Nos stalags se trouvaient à bonne distance du camp de Marne-la Vallée. Nous logions à quatre par cellule. Seuls nos kapos bénéficiaient d'une piaule individuelle.
Mes co-détenus étaient des petits mecs de banlieue qui voulaient arriver dans la vie en la jouant à la loyale. Ils écoutaient sagement du rap pour décérébrés en prenant des poses de petites frappes. Ils se complaisaient dans la mise en résidence culturelle qu'on leur infligeait en sus de notre relégation sociale.

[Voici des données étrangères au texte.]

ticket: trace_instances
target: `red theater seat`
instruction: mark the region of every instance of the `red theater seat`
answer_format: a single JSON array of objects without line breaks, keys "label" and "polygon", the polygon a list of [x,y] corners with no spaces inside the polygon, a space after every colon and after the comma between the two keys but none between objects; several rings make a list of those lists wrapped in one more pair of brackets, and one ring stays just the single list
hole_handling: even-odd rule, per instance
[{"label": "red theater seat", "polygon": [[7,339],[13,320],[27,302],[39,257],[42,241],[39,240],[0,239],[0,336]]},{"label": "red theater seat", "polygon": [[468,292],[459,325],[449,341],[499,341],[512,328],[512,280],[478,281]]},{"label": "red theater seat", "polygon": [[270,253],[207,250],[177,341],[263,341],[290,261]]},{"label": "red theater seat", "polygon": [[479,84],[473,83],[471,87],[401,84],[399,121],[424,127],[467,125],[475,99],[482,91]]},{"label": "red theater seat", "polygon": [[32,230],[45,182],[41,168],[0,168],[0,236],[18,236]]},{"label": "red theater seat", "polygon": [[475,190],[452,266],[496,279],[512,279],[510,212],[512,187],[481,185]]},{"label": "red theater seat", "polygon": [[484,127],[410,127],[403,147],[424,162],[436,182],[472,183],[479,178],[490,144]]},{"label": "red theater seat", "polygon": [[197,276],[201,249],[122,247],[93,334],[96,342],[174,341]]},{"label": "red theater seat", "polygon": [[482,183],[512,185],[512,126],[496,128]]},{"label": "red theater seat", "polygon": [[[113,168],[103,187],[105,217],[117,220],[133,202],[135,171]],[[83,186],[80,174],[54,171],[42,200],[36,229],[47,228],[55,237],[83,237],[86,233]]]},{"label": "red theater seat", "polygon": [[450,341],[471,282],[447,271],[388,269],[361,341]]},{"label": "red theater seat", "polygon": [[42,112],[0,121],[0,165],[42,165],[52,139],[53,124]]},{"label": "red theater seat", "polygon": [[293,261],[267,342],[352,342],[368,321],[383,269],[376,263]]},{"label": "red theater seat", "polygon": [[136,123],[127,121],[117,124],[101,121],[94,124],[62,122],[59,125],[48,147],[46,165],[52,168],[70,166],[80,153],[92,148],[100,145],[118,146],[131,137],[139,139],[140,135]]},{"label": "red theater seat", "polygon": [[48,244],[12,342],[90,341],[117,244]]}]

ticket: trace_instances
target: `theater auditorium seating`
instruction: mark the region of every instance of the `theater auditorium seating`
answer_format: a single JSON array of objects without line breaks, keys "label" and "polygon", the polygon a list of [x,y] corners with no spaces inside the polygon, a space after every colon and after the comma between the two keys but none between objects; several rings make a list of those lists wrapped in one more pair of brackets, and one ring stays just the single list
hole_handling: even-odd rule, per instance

Leurs poufiasses, qui jouissaient d'un droit de visite permanent, écoutaient du R'n'B sirupeux et usaient de la dernière énergie pour avoir l'exacte apparence de putes de bas étage.
Les relations sexuelles entre prisonniers (autrement dénommés de façon euphémisée "castmembers") étaient non seulement tolérées mais encouragées. Le cul ça faisait des loisirs à pas cher et ça tombait bien parce qu'il ne restait pas lourd de notre pécule mensuel une fois loyer et repas pris sur place restitués à notre bon maître Disney.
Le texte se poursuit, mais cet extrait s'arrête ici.